No obstante todo ello, Maduro sigue allí mientras, día a día, se agrava la crisis humanitaria del país, cuyo índice más elocuente son los 6 millones cien mil emigrantes venezolanos que registra la independiente Plataforma Coordinadora de Agencias para Refugiados y Emigrantes venezolanos.

De nuevo una guerra, la de Ucrania, dispara los precios, pero esta vez pesan sobre el país sanciones que la hermanan con Rusia e Irán, sus aliados en lo comercial y militar, países curtidos en las artes de sobrellevar y burlar sanciones. Maduro tiene en estas un pretexto que ni de encargo podría servir mejor para justificar su bárbara autocracia.

En Venezuela y fuera de ella se hacen oír desde hace tiempo voces opositoras al régimen de Maduro que reclaman de Washington el cese de las sanciones impuestas a la actividad petrolera. Otras exigen a la administración Biden que no brinde el menor alivio a las restricciones impuestas por Trump. Ambas posiciones abrigan esperanzas de participar en elecciones presidenciales no más allá de 2024. Maduro confía en ganarlas.
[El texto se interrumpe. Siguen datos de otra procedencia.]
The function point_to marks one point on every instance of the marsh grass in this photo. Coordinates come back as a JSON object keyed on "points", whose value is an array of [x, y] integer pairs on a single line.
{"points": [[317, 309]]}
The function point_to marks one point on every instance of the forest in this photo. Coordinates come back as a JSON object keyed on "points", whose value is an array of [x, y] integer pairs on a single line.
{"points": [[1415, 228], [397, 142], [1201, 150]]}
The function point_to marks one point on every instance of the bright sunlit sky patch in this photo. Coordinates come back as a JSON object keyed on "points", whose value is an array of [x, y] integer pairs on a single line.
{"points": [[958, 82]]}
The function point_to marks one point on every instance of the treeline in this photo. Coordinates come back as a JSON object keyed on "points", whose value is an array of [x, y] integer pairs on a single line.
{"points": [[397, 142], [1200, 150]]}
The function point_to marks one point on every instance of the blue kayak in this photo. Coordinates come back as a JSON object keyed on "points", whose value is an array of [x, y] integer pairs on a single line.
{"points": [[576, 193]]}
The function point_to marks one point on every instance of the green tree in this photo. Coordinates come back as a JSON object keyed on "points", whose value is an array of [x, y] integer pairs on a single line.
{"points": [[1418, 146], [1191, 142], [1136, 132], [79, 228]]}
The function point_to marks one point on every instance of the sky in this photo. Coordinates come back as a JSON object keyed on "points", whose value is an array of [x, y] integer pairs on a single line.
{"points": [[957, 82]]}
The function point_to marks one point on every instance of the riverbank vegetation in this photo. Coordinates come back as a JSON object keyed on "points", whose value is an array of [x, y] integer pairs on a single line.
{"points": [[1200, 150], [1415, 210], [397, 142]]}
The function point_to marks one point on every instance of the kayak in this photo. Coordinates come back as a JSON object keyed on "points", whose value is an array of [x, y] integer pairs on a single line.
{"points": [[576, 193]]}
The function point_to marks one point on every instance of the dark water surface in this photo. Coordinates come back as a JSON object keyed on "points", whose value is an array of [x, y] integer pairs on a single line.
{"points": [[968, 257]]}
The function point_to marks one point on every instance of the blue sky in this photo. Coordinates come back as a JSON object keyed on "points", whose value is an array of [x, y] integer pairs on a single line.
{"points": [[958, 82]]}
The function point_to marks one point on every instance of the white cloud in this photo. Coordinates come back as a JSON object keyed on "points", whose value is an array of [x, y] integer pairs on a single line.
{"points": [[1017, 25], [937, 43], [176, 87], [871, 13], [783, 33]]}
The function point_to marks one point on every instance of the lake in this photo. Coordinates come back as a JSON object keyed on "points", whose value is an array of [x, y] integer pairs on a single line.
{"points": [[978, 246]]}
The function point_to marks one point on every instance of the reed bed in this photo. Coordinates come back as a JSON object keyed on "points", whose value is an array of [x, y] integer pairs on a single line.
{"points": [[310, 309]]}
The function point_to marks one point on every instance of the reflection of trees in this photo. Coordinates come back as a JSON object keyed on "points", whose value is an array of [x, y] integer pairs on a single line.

Esto de las sanciones se ha tornado asunto frondoso y erizado de equívocos, complicado además por la paralizante discordia de formaciones opositoras irreconciliables entre ellas y que se arrogan cada una la representación de una población indiferente a la política, forzada a la aquiescencia ante el régimen por toda clase de agobios.

Mientras, el negocio petrolero, el Big Oil, que desde las páginas de Upton Sinclair nos viene diciendo que donde haya ganas el negocio hallará un camino, viene avanzando sin prisa hacia un escenario donde sea posible invertir y sacar adelante una fuente de petróleo alterna a la de Rusia sin violar las sanciones.

Big Oil sabe trabajar en ambientes hostiles y con tipos difíciles como Muamar el Gadafi o Sadam Huseín. Igual que Nicolás Maduro, Big Oil no necesita elecciones libres para bombear crudo. Big Oil también ha aprendido desde hace tiempo a vivir entre sanciones.

Hoy el barril Brent cerró a 108.16 dólares.